On the occasion of the suppression of the Herero uprising in 1904 in the colony of German South West Africa , members of the regiment again volunteered. One officer and 19 NCOs and men served in the colony.

First World War

The regiment made of the outbreak World War on August 2, 1914 mobile . As part of the 39th Division's 61st Infantry Brigade , it was deployed on the Western Front throughout the war . Here the regiment took part in the battles in Lorraine and Nancy - Epinal and then went into position battles in Flanders and Artois . After heavy losses in the First Battle of Flanderson November 17, 1914, the III. Battalion to be disbanded. The remnants went over to the 2nd Battalion. At the end of the year the III. Battalion set up again. Until January 1916, the association was engaged in trench warfare on the Yser and then took part in the battles for Verdun . In February the regiment received a 2nd and in September 1916 a 3rd MG company. The fighting for Verdun was interrupted from October to November 1916 by participation in the Battle of the Somme . At the end of December 1916, the regiment was used in trench warfare in Champagne , then fought in April / May 1917 in the Battle of the Aisneand was then again in trench warfare in Flanders and Artois. The association took part in the German spring offensive at the end of March 1918 . The regiment suffered great losses in the ensuing battles of position and retreat, and the remnants merged into two companies on August 28, 1918. Only at the end of September could the regiment be replenished with replacements, with the 4th, 8th and 12th companies being disbanded. In mid-October there were heavy casualties again in the fighting for Geluve and Menin. The remnants formed a battalion with two companies.
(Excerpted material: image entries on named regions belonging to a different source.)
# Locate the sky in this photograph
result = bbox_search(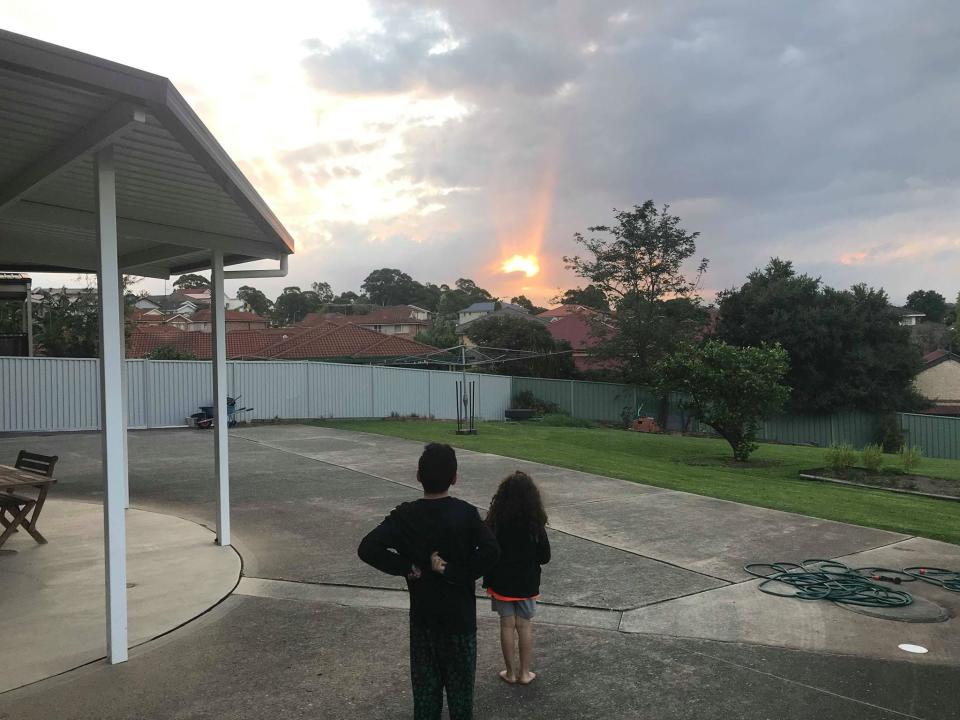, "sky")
[0,0,960,303]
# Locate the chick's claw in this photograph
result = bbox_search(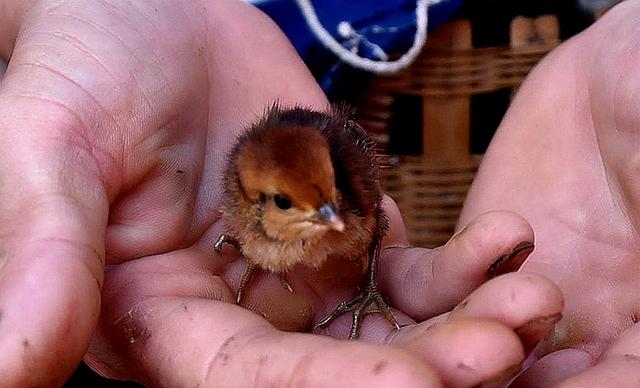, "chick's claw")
[236,260,257,304]
[213,234,240,255]
[314,285,400,340]
[279,272,293,294]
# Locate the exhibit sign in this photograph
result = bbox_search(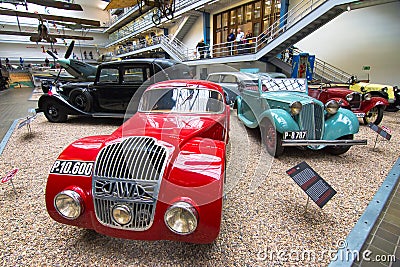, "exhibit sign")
[368,122,392,141]
[1,169,18,183]
[1,168,18,195]
[18,114,36,132]
[286,161,336,208]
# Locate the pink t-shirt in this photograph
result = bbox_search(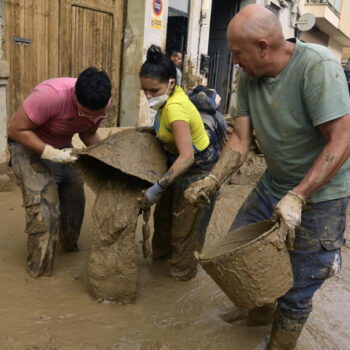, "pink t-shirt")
[23,78,110,148]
Due to the lack of a first position , this battalion could initially only be reinforced to three companies and one machine gun company on October 19.
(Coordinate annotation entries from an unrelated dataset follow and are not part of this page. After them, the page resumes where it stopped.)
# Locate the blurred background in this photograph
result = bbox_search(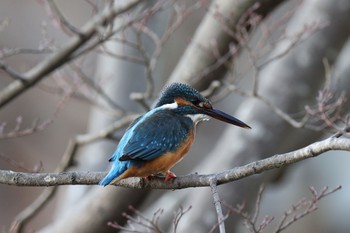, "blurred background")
[0,0,350,232]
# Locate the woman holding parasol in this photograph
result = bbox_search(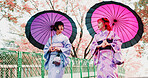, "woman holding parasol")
[43,21,71,78]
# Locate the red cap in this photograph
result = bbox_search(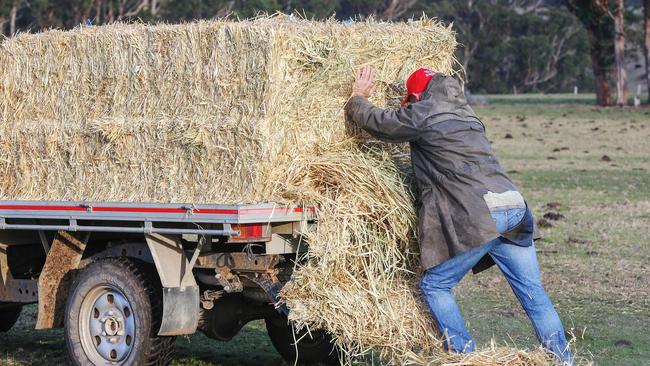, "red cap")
[402,68,436,106]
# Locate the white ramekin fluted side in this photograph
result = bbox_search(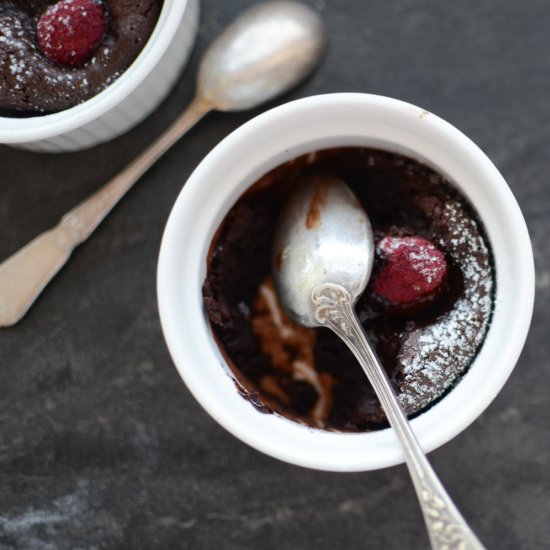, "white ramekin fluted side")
[0,0,199,153]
Since the old Strasbourg garrison could no longer be reached after the end of the war , the remnants of the regiment marched to Nordhausen , where demobilization took place from December 11, 1918 , which was completed by February 15, 1919.
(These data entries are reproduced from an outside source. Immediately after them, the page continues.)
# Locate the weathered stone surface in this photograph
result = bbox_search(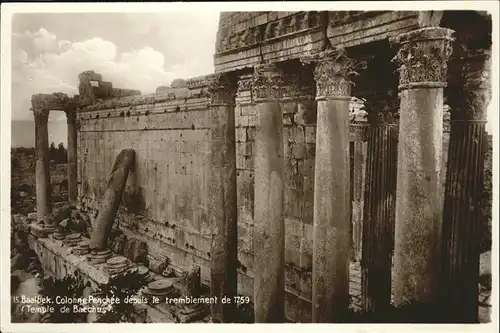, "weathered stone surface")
[253,66,285,323]
[208,75,238,322]
[306,50,358,323]
[393,28,458,307]
[123,238,148,263]
[441,50,491,323]
[32,109,52,220]
[149,255,169,274]
[90,149,135,249]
The tradition in the Reichswehr was adopted by the 14th Company of the 17th Infantry Regiment in Celle by decree of the Chief of the Army Command, General of the Infantry Hans von Seeckt , on August 24, 1921 .


Berthold von Deimling

The first and only head of the regiment since May 25, 1917, was General of the Infantry Berthold von Deimling .


Rank Name Date [1]
Lieutenant Colonel / Colonel Theodore at the end March 22, 1881 to January 14, 1887
Oberst Emil Rasch January 15, 1887 to March 21, 1888
Oberst Camill Schaible March 22, 1888 to September 20, 1889
Oberst Julius Less September 21, 1889 to May 16, 1892
Oberst Frederick W. May 17, 1892 to January 26, 1894
Oberst Georg von Manstein January 27, 1894 to March 21, 1897
Oberst Julius von Salmuth March 22, 1897 to November 15, 1899
Oberst Adolph Strahl November 16, 1899 to March 21, 1903
Oberst Karl Rinck von Baldenstein March 22, 1903 to April 13, 1907
Oberst Friedrich von Grolman April 14, 1907 to March 19, 1911
Oberst Alexander Heye March 20, 1911 to August 17, 1913
Oberst Karl Grote January 20, 1914 to June 23, 1916
Oberst Lothar von Westrell June 24, 1916 to May 2, 1917
Lieutenant colonel Siegfried von Woltersdorf 0 May 3, 1917 to June 14, 1918
Major Idol June 15 to September 9, 1918
(in charge of the tour)
Lieutenant colonel Kurt Thinks September 10, 1918 to January 19, 1919
Oberst Oskar Laue January 20 to February 15, 1919


  • History of the 1st Lower Alsatian Infantry Regiment No. 132. Carl Jacobsen publishing house. Leipzig 1906.
  • Jürgen Kraus : Handbook of the associations and troops of the German army 1914-1918. Part VI: Infantry. Volume 1: Infantry Regiments. Publishing house Militaria. Vienna 2007. ISBN 978-3-902526-14-4 . P. 215.

Individual evidence

  1. Günter Wegmann (Ed.), Günter Wegner: Formation history and staffing of the German armed forces 1815-1990. Part 1: Occupation of the German armies 1815–1939. Volume 2: The staffing of the active infantry regiments as well as the hunter and machine gun battalions, military district commands and training managers from the foundation or list until 1939. Biblio Verlag. Osnabrück 1992. ISBN 3-7648-1782-8 . P. 340.